$35
# Overview
In this project you will practice inheritance, graph search, and web
scraping. You'll hand-in a module called `scrape.py`.
Make sure to run the tests before handing in. During development, we
recommend having a debug.ipynb notebook to make calls to your module.
## Testing
Run `python3 tester.py` often and work on fixing any issues.
# Group Part (75%)
For this portion of the project, you may collaborate with your group
members in any way (even looking at working code). You may also seek
help from 320 staff (mentors, TAs, instructor). You <b>may not</b>
seek receive help from other 320 students (outside your group) or
anybody outside the course.
## Part 1: DFS on Matrices (`MatrixSearcher`)

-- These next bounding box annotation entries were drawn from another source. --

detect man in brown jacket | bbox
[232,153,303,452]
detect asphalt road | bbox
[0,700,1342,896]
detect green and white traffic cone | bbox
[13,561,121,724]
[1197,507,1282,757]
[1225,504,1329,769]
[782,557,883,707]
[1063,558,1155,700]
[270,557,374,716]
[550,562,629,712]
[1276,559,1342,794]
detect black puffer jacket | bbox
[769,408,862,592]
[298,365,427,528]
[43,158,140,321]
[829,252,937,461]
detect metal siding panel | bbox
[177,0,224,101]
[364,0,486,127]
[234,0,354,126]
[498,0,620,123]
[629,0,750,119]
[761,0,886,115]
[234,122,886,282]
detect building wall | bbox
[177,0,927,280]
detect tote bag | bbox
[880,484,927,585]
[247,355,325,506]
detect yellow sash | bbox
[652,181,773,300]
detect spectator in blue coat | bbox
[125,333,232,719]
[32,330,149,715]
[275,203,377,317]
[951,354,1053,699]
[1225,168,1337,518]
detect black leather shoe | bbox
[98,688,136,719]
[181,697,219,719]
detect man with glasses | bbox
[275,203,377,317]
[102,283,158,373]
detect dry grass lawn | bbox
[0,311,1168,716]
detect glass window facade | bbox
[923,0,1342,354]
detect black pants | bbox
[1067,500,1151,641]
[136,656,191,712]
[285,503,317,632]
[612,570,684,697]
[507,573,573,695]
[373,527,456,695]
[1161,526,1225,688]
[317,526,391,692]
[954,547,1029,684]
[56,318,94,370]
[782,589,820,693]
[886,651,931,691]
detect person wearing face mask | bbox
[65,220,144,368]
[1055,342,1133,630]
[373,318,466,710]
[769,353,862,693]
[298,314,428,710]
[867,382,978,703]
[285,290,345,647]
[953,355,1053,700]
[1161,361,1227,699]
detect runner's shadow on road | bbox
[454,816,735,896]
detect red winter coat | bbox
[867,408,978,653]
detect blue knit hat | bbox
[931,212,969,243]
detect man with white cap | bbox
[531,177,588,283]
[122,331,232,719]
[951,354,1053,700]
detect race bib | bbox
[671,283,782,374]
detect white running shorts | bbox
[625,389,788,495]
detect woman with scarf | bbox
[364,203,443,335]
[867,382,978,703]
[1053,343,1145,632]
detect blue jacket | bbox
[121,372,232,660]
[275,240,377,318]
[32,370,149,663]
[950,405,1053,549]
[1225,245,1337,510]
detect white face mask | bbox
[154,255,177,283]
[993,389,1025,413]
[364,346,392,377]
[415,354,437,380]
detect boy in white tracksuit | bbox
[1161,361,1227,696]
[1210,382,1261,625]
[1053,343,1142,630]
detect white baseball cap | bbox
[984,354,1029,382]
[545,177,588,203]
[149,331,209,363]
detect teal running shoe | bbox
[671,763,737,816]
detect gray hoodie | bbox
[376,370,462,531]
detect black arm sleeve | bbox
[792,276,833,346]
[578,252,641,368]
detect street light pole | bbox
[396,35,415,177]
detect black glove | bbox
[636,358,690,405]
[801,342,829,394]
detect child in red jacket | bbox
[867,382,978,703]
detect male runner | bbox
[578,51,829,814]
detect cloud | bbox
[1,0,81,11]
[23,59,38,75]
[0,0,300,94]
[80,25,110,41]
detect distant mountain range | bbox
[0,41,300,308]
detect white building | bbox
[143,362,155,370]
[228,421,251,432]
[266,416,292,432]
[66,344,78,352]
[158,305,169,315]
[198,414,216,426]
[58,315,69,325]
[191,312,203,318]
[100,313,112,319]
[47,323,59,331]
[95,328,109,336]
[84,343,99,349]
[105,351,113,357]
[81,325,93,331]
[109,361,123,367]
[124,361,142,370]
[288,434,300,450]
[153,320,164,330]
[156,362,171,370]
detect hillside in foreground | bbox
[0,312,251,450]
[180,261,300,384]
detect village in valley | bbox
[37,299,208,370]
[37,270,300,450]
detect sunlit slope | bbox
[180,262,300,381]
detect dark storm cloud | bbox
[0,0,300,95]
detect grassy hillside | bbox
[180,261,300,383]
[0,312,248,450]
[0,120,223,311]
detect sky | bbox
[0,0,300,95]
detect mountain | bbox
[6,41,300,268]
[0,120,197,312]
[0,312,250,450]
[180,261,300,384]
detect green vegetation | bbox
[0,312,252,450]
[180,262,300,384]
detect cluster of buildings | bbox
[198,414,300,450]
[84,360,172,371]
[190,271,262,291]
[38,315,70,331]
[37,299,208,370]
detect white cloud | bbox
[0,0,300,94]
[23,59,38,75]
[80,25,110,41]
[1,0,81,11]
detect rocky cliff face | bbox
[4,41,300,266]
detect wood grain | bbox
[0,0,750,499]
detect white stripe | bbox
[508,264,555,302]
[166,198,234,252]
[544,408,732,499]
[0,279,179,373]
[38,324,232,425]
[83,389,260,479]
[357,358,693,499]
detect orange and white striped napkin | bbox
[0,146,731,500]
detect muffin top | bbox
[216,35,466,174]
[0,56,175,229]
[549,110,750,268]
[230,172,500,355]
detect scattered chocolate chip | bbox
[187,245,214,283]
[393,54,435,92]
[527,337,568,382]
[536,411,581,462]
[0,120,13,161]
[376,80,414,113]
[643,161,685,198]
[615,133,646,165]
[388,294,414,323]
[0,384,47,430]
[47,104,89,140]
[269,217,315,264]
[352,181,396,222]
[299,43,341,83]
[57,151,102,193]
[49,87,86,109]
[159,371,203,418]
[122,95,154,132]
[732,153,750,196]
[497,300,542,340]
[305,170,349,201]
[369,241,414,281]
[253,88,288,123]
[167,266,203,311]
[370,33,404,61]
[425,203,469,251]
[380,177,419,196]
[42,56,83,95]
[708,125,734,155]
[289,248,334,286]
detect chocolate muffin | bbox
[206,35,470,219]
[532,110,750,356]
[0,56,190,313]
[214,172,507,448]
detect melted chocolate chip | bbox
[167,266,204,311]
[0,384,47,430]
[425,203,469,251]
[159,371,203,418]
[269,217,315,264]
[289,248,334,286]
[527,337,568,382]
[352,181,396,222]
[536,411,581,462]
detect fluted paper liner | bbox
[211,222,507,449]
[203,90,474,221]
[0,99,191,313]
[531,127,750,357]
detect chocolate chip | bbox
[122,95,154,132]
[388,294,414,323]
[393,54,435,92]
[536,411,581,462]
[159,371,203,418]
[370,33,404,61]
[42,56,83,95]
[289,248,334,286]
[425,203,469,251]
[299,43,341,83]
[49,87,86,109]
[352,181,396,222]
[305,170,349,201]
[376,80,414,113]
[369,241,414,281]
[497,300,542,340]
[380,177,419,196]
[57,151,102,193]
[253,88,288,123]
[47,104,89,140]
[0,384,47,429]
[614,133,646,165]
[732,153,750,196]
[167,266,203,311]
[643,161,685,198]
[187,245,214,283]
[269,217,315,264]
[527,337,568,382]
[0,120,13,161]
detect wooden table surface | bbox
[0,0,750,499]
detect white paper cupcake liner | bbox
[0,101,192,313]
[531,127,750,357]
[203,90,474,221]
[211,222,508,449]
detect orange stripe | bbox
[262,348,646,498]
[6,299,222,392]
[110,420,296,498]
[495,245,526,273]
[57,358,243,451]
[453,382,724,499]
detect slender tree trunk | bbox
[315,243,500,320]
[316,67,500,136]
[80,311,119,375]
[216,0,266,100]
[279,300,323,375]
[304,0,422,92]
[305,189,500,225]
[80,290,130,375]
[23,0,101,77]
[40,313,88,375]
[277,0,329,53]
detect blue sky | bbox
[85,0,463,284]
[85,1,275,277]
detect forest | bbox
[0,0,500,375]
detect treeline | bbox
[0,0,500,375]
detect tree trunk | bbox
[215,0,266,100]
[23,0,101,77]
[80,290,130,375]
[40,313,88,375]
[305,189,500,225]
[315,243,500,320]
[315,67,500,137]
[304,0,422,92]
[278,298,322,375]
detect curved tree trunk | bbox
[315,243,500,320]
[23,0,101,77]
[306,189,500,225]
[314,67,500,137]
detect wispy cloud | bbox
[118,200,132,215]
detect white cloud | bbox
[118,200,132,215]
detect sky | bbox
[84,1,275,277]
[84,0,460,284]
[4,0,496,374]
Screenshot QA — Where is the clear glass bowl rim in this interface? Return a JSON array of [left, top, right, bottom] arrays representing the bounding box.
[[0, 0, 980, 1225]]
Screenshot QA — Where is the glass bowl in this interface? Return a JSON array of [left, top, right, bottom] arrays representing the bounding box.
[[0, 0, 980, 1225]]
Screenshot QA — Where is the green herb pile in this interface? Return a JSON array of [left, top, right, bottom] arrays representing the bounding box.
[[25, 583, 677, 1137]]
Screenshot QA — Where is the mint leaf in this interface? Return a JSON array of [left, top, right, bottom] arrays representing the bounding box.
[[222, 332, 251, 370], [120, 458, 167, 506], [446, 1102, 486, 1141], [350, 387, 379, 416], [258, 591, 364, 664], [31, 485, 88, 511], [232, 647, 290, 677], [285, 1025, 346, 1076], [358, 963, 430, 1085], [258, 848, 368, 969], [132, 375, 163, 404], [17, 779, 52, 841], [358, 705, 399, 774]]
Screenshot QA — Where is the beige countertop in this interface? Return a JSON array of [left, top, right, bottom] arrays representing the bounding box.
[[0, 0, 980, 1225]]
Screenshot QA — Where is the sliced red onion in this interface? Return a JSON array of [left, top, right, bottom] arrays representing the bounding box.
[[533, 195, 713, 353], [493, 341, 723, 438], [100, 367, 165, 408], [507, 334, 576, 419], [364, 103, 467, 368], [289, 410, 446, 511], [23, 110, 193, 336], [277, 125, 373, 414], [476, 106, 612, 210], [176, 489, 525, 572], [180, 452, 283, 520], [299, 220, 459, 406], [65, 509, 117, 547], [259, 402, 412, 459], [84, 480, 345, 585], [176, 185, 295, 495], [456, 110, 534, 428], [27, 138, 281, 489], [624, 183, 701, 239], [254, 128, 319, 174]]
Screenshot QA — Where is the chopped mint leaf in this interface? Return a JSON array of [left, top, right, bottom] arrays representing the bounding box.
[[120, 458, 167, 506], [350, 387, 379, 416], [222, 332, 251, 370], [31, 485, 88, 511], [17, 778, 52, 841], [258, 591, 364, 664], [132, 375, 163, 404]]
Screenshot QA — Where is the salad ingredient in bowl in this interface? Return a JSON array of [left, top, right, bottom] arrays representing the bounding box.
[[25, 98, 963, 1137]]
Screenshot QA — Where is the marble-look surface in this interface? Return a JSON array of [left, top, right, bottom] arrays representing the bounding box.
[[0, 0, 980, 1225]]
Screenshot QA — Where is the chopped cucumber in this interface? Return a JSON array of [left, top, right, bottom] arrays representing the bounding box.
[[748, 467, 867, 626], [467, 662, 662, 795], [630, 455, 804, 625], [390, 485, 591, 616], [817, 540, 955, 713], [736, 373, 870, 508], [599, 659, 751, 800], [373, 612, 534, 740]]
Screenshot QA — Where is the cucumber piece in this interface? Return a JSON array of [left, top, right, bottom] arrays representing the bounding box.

Complete the lab exercises if you haven't already done so: https://github.com/cs320-wisc/s22/blob/main/labs/lab6.md
## Part 2: BFS on Files (`FileSearcher`)
Add a `bfs_search` method to `GraphSearcher`. It should behave the same as
`dfs_search`, but use the BFS algorithm instead of DFS. The
difference will be evident at the end if someone looks at the `.order`
attribute.
Note that without changing `MatrixSearcher`, it now supports both DFS
and BFS search since it inherits from `GraphSearcher`.
Add another class, `FileSearcher`, which also inherits from
`GraphSearcher`. It should have three methods (besides those
inherited): `__init__`, `go`, and `message`.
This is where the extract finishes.